Fed Governor Michelle Bowman Explains Her Dissenting Vote at the FOMC Meeting

Federal Reserve Governor Michelle Bowman (Photo from federalreserve.gov)

Federal Reserve Chairs place a high value on consensus, particularly with respect to the decisions of the Federal Open Market Committee (FOMC) setting the target for the federal funds rate. (Note that the chair of the Fed’s Board of Governors also serves as the chair of the FOMC.) As we discuss in Macroeconomics, Chapter 14, Section 14.4 (Economics, Chapter 24, Sectio 24.4), the FOMC has 12 voting members: the 7 members of the Board of Governors, the president of the Federal Reserve Bank of New York, and 4 of the other 11 District Bank presidents, who serve rotating one-year terms.

Decisions by the FOMC in setting the target for the federal funds rate are usually unanimous. Prior to the FOMC meeting on September 17-18, each vote of the committee had been unanimous since Esther George, president of the Federal Reserve Bank of Kansas City cast a dissenting vote at the meeting on June 14-15, 2022. At that meeting, the committee voted to raise its target for the federal funds rate by 0.75 percentage point (75 basis points). George voted against the move because she believed a 0.50 percentage point (50 basis points) increase would have been more appropriate.

At the September 17-18 meeting, Fed Governor Michelle Bowman voted against the decision to reduce the target for the federal funds rate by 50 basis points because she believed a cut of 25 basis point would have been more appropriate. She was the first member of the Board of Governors to cast a dissenting vote at an FOMC meeting since 2005.

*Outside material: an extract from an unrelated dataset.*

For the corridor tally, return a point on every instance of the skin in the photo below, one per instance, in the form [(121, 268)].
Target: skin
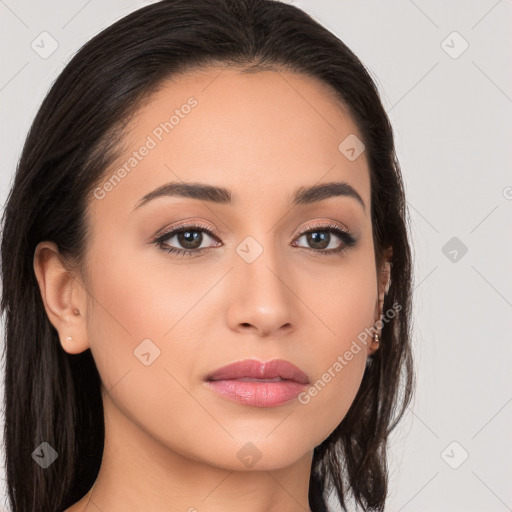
[(170, 442)]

Perhaps because it’s unusual for a member of the Board of Governors to dissent from an FOMC decision, Bowman issued a statement explaining her vote. In her statement, Bowman argued that although inflation has declined substantially over the past two years, she was concerned that inflation as measured by the 12-month percentage change in the core personal consumption expenditures (PCE) price index was still 2.5 percent—above the Fed’s target inflation rate of 2 percent: “Although it is important to recognize that there has been meaningful progress on lowering inflation, while core inflation remains around or above 2.5 percent, I see the risk that the Committee’s larger policy action could be interpreted as a premature declaration of victory on our price stability mandate.” (Note that the Fed uses the PCE rather than the core PCE to gauge whether it is hitting its inflation target, but core PCE is generally thought to be a better indicator of the underlying inflation rate.)

Bowman also noted the difficulty of interpreting developments in the labor market: “My reading of labor market data has become more uncertain due to increased measurement challenges and the inherent difficulty in assessing the effects of recent immigration flows.” (We discuss the effects on employment measures of differing estimates of the level of immigration in this blog post.)